Does anyone know of a method of finding out what are the best plants that have the same heat signature compaired to Marijuana.

I got some of the information from this site here folks
At the BOTTOM Of this link Links that describe's (CHECK OUT THE HEAT SIGNATURE CHART)

http://en.wikipedia.org/wiki/Cannabis_(drug)_cultivation

From Wipicipida
"_aw enforcement agencies often monitor certain wider areas, particularly areas of_ _countryside with a significant history of outdoor cannabis cultivation. Flying above in  helecopters_,_ they use infrared cameras and other equipment that can detect cannabis by measuring the heat and reflective signature of the vegetation below. Cannabis has higher reflectivity at certain wavelengths __than other rural crops such as maize (corn). Law enforcement agencies have found that the use of this technology has become necessary in their detection efforts because many growers hide cannabis among other plants, making detection with the naked eye difficult even from the air. These techniques are effective and difficult to defeat because the reflective signature of a given type of plant is difficult to change or mask._"

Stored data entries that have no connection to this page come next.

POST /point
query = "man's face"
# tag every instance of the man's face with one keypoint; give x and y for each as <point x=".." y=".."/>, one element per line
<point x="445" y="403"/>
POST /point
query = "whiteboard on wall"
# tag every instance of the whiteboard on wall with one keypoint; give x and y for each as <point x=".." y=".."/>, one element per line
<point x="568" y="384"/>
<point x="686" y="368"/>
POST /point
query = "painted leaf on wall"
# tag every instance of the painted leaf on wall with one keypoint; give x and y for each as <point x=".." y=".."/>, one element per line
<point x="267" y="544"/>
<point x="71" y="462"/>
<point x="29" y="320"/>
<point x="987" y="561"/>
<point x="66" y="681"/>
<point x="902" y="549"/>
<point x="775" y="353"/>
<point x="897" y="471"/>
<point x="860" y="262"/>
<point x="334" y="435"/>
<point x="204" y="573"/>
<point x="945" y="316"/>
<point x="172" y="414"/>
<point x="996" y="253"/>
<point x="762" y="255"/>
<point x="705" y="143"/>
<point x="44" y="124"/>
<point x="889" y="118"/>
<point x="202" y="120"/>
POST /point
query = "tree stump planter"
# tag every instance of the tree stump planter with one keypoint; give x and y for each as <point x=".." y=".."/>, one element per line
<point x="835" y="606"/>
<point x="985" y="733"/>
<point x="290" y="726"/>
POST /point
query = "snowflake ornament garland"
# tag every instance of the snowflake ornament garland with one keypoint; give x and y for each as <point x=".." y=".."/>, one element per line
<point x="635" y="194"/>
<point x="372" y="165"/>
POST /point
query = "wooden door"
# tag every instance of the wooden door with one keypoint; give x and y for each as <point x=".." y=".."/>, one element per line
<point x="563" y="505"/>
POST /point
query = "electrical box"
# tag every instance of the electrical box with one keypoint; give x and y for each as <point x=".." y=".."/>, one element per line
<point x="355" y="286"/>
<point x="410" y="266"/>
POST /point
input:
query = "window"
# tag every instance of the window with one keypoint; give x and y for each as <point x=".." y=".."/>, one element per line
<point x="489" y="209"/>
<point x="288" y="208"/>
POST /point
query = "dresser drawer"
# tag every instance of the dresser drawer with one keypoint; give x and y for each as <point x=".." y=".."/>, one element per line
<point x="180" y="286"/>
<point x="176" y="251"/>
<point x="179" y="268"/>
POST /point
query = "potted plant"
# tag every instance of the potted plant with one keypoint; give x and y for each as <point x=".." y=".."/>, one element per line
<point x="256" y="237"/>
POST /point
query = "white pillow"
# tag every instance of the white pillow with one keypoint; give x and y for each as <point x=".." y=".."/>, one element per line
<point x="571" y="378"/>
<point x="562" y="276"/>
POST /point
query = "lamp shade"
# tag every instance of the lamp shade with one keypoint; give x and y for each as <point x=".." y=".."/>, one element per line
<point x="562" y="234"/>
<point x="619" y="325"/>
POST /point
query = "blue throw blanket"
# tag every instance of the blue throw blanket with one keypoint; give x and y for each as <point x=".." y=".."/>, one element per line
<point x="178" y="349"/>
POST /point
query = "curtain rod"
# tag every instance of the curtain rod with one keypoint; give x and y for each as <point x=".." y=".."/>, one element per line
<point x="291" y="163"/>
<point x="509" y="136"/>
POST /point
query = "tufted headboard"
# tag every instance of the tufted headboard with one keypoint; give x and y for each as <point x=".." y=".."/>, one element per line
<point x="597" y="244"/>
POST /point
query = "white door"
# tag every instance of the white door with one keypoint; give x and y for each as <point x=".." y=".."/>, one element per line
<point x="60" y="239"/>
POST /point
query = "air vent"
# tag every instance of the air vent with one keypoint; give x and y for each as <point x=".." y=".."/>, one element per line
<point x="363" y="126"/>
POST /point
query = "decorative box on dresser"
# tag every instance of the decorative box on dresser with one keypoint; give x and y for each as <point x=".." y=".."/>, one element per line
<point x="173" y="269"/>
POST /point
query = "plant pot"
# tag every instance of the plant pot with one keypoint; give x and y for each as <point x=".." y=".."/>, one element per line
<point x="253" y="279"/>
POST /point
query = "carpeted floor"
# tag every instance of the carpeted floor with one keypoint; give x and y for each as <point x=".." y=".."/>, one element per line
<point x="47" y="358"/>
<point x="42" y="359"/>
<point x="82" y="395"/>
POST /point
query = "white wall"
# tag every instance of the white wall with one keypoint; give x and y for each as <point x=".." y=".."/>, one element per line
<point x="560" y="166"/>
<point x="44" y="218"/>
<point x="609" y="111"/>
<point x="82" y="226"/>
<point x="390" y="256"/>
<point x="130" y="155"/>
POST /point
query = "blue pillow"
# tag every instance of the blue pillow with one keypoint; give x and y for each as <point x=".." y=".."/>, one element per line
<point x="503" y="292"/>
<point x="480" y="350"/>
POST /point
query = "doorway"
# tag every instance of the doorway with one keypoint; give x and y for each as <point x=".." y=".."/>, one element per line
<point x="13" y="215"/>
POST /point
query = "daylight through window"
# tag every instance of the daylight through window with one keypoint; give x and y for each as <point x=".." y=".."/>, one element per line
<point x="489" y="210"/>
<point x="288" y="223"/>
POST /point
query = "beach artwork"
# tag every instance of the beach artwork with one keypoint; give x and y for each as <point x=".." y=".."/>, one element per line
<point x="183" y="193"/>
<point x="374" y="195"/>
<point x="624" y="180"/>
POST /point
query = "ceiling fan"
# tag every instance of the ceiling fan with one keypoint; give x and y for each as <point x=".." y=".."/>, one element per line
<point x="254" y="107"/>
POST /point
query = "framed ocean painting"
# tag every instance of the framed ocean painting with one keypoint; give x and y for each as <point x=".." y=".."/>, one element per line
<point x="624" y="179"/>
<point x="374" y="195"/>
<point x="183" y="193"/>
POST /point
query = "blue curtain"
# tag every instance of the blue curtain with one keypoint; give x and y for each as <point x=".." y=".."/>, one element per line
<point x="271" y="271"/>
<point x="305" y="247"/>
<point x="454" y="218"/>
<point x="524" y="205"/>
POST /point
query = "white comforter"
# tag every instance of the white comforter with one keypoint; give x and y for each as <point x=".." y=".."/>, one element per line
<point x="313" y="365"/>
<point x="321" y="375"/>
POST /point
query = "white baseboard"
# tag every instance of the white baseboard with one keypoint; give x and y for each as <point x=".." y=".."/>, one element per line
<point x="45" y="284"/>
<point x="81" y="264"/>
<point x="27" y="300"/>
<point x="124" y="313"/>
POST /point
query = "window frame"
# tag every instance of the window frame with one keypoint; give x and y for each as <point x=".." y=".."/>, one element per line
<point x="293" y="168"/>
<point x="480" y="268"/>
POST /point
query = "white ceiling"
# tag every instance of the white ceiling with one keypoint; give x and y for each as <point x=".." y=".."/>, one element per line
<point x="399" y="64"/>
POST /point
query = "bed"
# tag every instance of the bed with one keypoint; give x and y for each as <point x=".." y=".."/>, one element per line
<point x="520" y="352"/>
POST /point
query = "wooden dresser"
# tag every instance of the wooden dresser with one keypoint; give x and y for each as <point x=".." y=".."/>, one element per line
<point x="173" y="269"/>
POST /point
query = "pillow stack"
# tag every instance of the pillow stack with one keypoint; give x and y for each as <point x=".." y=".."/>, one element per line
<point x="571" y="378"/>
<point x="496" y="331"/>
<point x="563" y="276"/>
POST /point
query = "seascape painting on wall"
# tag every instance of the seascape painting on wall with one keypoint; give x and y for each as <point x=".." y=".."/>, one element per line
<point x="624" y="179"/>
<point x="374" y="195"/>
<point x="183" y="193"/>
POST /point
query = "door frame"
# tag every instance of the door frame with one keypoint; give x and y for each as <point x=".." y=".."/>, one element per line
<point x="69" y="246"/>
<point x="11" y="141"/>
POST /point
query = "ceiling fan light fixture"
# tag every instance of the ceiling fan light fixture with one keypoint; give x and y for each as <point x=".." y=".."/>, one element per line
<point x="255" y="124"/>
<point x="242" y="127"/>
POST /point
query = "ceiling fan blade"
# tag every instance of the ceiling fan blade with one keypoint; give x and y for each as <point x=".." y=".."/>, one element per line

I obviously can't afford a IR Sensor.  
What Plants have a similuar Heat signature to POT, to help to avoid detection?

Thanks All


----------



## Devilweed (Jun 11, 2006)

Most vegitation seem to have similar heat signitures.  Tomatoes are always a good choice, and they grow quickly.  Bamboo provides a good cover if you have a large plot to deal with.  Personally I grow in a vegitable garden, with a nice black bamboo tree behind them.  I think it mostly depends on how many you have, because a large patch of 10 or 20 plants poses a risk, while smaller amounts or scattered plants are hard to detect, even with their IR Sensors.  They dont use those were I live though, so it is not a personal worry, but GOOD LUCK!


----------



## bronxishell666 (Jun 11, 2006)

Hay Thanks Devilweed for the quick Reply!


----------



## DillaWilla (Jun 11, 2006)

This is a great thread on this, it is in another forum so I can't tell it is as reliable as this forum.  However it makes alot of sense, I read about this the other day and remembered it when I read your question.  Welcome to MJ Passion, you can get answers to virtually all your questions on this site...Good Luck, Peace Out, and GG


----------



## DillaWilla (Jun 11, 2006)

Hey Devilweed you must of posted while I was typing, funny, we were thinking the same thing...Bronx, what Devilweed says is right in line with the link I gave you, sounds like your heading in the right direction.  I am assuming you are going to grow outdoors, good luck with that and make sure you post a journal and maybe some pics.  Peace Out and GG


----------



## THEMEDIC (Jun 11, 2006)

I've heard that pine and spruce work well..


----------



## GanjaGuru (Jun 11, 2006)

I don't know why you'd want to attract more attention by planting stuff that has the same heat sig as marijuana.


----------



## DillaWilla (Jun 11, 2006)

Guru, I have never grown OD so I honestly cant answer that...however based on what bronx asked it would seem that cops are using IR technology to detect the heat sigs of MJ plants.   Wouldn't it make sense to disguise your MJ as a crop of plants that have the same heat signature?  You are the expert, and being where you are in N. Cali I am sure there are plenty of OD grows going on, maybe you can shed a different light on the subject...Peace Out and GG


----------



## bronxishell666 (Jun 11, 2006)

Man! Thanks Everyone, and that link DillaWilla Ruled!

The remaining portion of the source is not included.